Marcela, una cosa es invadir países y otra es parar a los que financian terroristas. Irán viene jodiendo hace décadas.
Trump es un loco peligroso. Esto puede terminar en una guerra nuclear y nosotros acá viendo como si fuera una película.
Lo que me preocupa es el precio del petróleo.
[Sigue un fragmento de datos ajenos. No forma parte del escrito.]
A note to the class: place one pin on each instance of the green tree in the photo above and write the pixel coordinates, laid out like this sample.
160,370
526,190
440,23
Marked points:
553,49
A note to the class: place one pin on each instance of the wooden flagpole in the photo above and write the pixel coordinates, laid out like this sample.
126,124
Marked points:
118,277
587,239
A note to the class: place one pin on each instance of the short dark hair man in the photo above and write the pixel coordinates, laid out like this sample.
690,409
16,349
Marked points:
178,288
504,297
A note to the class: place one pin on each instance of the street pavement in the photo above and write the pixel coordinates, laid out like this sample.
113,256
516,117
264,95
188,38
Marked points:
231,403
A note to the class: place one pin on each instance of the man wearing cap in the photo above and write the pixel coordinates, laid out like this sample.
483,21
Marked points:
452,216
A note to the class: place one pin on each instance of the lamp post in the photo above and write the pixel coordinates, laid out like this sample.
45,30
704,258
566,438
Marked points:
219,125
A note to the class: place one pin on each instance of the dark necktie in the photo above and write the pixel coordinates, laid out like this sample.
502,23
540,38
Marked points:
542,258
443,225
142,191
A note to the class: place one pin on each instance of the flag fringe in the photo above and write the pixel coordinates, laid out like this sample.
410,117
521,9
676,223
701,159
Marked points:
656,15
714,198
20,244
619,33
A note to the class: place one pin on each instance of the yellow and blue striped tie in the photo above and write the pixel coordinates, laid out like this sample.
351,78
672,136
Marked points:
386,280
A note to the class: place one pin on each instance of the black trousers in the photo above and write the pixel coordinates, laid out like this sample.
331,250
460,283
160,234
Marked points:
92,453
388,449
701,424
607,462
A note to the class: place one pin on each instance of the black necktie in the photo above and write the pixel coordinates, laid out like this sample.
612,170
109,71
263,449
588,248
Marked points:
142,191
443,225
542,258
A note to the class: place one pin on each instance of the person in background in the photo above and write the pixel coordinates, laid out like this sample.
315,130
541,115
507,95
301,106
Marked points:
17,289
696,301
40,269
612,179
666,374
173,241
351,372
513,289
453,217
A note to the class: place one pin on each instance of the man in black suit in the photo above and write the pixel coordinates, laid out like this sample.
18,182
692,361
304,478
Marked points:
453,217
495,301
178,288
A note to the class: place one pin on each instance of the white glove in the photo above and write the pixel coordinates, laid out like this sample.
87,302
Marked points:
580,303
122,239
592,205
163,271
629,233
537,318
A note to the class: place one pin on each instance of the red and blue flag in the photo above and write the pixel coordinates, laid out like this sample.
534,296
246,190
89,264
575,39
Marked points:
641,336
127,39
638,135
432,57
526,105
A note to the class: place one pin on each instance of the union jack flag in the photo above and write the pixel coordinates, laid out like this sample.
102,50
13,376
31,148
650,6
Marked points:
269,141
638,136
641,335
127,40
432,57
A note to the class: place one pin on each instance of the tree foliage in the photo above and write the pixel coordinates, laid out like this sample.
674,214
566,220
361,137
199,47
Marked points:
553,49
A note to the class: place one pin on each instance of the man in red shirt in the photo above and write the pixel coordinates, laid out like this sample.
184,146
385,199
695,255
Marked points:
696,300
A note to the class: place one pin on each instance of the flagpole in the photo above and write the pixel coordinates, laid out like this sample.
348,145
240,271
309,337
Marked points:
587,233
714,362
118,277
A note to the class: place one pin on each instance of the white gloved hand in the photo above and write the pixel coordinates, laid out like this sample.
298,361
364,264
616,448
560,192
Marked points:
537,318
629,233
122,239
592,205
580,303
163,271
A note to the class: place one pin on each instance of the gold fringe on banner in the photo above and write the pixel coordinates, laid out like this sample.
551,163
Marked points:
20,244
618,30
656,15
Si esto explota, nos va a pegar a todos en el bolsillo.
Patricia tiene razón, pero también hay que pensar que si no se para a Irán ahora, después va a ser peor. Mejor prevenir.
Mientras tanto acá discutiendo la inflación y estos locos jugando con bombas nucleares. El mundo está al revés.
¿Alguien más piensa que Trump está haciendo campaña con esto? Siempre le funcionó el discurso de mano dura.
Ojalá sea solo teatro político, pero conociendo a Trump... el tipo es capaz de apretar el botón.
Lo que no entiendo es por qué siempre Estados Unidos tiene que ser el policía del mundo. ¿No hay ONU para esto?
Silvia, la ONU es un chiste. Cuando hay que tomar decisiones difíciles, siempre terminan haciéndolo los yanquis.
Que se maten entre ellos, total acá no llega nada... o eso espero.